Let’s use the 2015 general election in the UK as an example. (If you’re in the UK please correct me if I’ve got any of these details wrong!) From 2010 to 2015 the Conservative Party was in control of the British government in a coalition with the Liberal Democrat party; after the elections in early May, the Conservatives were able to win enough seats in the House of Commons to form a government without needing to be in a coalition with the Lib Dems. The Conservatives have been derided by British disability and anti-poverty activists for their continual marginalisation of poor and disabled people in the country (especially England and Wales), including the implementation of workfare (usually in the form of unpaid labour in service-sector jobs in exchange for Jobseekers’ Allowance, a form of government benefit in the UK), extreme cuts to social services, draconian tests run by contractors like Atos to determine whether people are fit for work or not and the increased use of food banks instead of receiving direct cash benefit. There has even been recent discussion of introducing American-style fees paid at the point of service when patients see their doctors on the English and Welsh NHS, similar to co-pays that are paid at American clinics.
Many American readers will recognise many of these policies as ones that were implemented during the Reagan, Clinton and George W Bush administrations. American cash-aid programmes that are not specifically for disabled people will often require recipients to work without payment in order to continue receiving their benefits, as a perverse incentive to persuade them to work, even though people who tend to seek benefits either have trouble seeking work in the current economy, or struggle with it because of a disability. Most people who have ever applied for Social Security disability benefits have found themselves subjected to constant questions about whether they’re ‘really’ disabled, repeated rejections and court hearings, and humiliation at the hand of government officials whose goal is to make sure that they don’t actually seek assistance.
You won’t hear about this issue in any US-centric disability discussion, even though the British government’s behaviour is clearly inspired by the actions of American politicians.
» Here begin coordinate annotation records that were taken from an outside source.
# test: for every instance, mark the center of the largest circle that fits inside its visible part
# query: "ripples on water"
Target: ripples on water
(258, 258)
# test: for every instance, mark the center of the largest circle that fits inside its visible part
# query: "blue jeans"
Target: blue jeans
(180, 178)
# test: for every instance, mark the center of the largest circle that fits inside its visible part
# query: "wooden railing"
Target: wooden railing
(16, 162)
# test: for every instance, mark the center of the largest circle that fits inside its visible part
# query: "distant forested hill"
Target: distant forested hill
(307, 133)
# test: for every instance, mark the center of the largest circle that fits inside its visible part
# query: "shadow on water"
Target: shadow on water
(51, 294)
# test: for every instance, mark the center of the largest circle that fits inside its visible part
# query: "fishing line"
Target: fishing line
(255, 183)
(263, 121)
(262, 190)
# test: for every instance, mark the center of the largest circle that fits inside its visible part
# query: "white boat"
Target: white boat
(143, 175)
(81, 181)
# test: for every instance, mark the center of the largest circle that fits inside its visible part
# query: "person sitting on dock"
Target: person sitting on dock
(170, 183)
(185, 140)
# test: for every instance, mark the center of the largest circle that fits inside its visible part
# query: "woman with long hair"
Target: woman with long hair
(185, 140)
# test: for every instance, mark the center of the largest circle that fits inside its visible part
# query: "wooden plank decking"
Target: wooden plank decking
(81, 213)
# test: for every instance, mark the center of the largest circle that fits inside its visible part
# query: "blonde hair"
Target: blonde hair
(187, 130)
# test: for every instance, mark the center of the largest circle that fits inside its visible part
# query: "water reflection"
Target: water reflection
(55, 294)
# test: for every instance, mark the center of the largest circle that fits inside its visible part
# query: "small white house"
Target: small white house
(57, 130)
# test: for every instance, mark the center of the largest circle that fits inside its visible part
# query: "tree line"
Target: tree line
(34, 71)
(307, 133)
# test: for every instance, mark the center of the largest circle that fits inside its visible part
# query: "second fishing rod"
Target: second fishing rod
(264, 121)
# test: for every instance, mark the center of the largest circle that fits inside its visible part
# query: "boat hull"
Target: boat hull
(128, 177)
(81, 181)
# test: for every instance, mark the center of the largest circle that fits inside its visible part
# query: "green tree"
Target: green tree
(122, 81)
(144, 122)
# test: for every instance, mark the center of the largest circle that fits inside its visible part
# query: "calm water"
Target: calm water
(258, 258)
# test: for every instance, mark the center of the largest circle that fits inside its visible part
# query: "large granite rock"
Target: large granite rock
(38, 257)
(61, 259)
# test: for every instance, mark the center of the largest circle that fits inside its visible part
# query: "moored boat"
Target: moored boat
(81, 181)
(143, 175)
British politicians are looking at the US and copying some of the worst policies to inflict on poor and disabled people in the UK. I remember participating in a Facebook group that’s composed of an international group of neurodivergent people, and a few people in the UK expressed concern that very few American posters showed interest in what was happening there when they themselves, or their friends, were having their lives threatened by the Conservatives’ war on poor and disabled citizens and saw them come back to power with even more seats than they had before – and when many of those same British people would monitor American politics during a presidential election. This isn’t even a country that isn’t discussed much in American media; I’m talking about the UK, a country that shares a language and several cultural traditions and is a major strategic ally in US foreign relations. I could have chosen another country and another set of issues, but I chose this one to show exactly how bad the atomisation is.
I really wish there was more international solidarity when it comes to disability politics, instead of the current atomised mentality I currently see. Let’s stop acting as though the only disability rights that matter are the ones of our immediate neighbours; injustice is injustice no matter where it occurs.